PPC must reach an agreement with Aluminium of Greece on a new tariff deal for the energy-intensive industrial enterprise within a three-month period, as of today, according to the commission’s decision.
The matter has re-emerged as Greek government officials prepare to finanize talks with the country’s creditor representatives on the NOME auction plan, to offer third parties access to PPC’s low-cost lignite sources and help break PPC’s near-monopoly in Greece’s electricity market. The NOME plan needs to be completed by no later than February.
The local competition commission’s decision tackles the PPC cost issue directly and sets a tight deadline for the measures that need to be taken.
Local officials and the creditor representatives will need to decide on the starting price of NOME auctions within the next few weeks. The government wants to press ahead with the plan and seems determined to not permit any delays by PPC over technical concerns.

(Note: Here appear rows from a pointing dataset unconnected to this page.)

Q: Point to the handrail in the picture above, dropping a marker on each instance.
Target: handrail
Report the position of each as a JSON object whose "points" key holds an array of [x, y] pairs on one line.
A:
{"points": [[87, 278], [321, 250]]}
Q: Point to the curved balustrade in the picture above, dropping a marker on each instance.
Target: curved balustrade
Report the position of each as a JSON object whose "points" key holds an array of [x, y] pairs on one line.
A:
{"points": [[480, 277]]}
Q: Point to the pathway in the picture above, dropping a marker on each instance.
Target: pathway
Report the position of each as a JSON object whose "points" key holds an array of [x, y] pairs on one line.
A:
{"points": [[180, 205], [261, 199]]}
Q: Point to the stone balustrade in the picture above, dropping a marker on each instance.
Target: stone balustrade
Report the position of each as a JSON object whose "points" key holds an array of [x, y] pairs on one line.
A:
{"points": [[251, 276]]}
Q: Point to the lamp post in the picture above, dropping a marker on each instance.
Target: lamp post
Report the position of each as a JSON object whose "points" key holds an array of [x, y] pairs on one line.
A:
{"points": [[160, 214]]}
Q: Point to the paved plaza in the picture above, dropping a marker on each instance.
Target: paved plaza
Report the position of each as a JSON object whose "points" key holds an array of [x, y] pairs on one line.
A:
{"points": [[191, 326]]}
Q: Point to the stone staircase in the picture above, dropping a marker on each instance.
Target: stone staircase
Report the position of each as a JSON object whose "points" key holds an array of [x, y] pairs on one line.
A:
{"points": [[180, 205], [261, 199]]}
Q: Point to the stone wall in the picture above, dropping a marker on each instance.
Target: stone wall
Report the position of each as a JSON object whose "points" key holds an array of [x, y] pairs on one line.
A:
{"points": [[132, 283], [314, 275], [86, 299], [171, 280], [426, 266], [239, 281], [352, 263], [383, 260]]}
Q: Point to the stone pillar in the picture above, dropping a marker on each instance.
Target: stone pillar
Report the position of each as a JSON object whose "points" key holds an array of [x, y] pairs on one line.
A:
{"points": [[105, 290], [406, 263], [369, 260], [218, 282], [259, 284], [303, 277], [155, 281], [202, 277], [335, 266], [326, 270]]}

Returning to the tariff dispute between PPC and Aluminium of Greece, the power utility’s true cost must be reflected in the agreement that needs to be reached. This is not an isolated case and will influence the power utility’s tariff-related dealings throughout the entire industrial sector.
The cost level presented by PPC has already been doubted by the local competition commission, the creditor representatives and, most recently, the Greek government as well, energypress has been informed.
During its long-running dispute with Aluminium of Greece, PPC, in 2013, contended its cost level was 59.1 euros per MWh. RAE, the Regulatory Authority for Energy, had cut the level to 36.6 euros per MWh. To back its claims, PPC had hired multinational professional services firm Ernst & Young to confirm its figures, which the latter did. But this endorsement was based on cost-related figures that had already been published by PPC, not an independent survey of the power utility by Ernst & Young.
Responding to a PPC announcement released yesterday, market authorities have noted the power utility’s management has either not fully understood the importance of the local competition commission’s decisions, which are binding, or has done so and intends to apply defensive delay tactics.
However, in its announcement on the tariff dispute with Aluminium of Greece, PPC did acknowledge any solution to emerge will have a wider impact on consumers in the the local electricity market. “Any agreement reached on the tariff to be offered to Aluminium of Greece, which consumes roughly 5.5 percent of power in the country’s mainland, will impact all consumers,” the PPC statement noted.
PPC’s current management, led by CEO Manolis Panagiotakis, who was appointed earlier this year, has persisted with the cost-related views supported by the power utility’s previous administration. PPC insists its average lignite-based production cost is 59.14 euros per MWh, despite the ruling that undercut the figure to 36.6 euros per MWh and a decision at a PPC general shareholders meeting in 2014 that had set the price at 44.5 euros per MWh.
At the time, authorities assumed PPC would apply the 44.5 euros per MWh level as a base for the NOME auctions. But PPC was not obligated to do so. However, the latest decision by the local competition commission, which has demanded that a fair solution be found with Aluminium of Greece, is a binding one.
The committee’s pressure on PPC to reach a tariff agreement with Aluminium of Greece, and the starting price of NOME auctions, essentially boil down to being the same matter, one that concerns PPC’s actual production costs. It promises to shape the upcoming developments in Greece’s electricity market.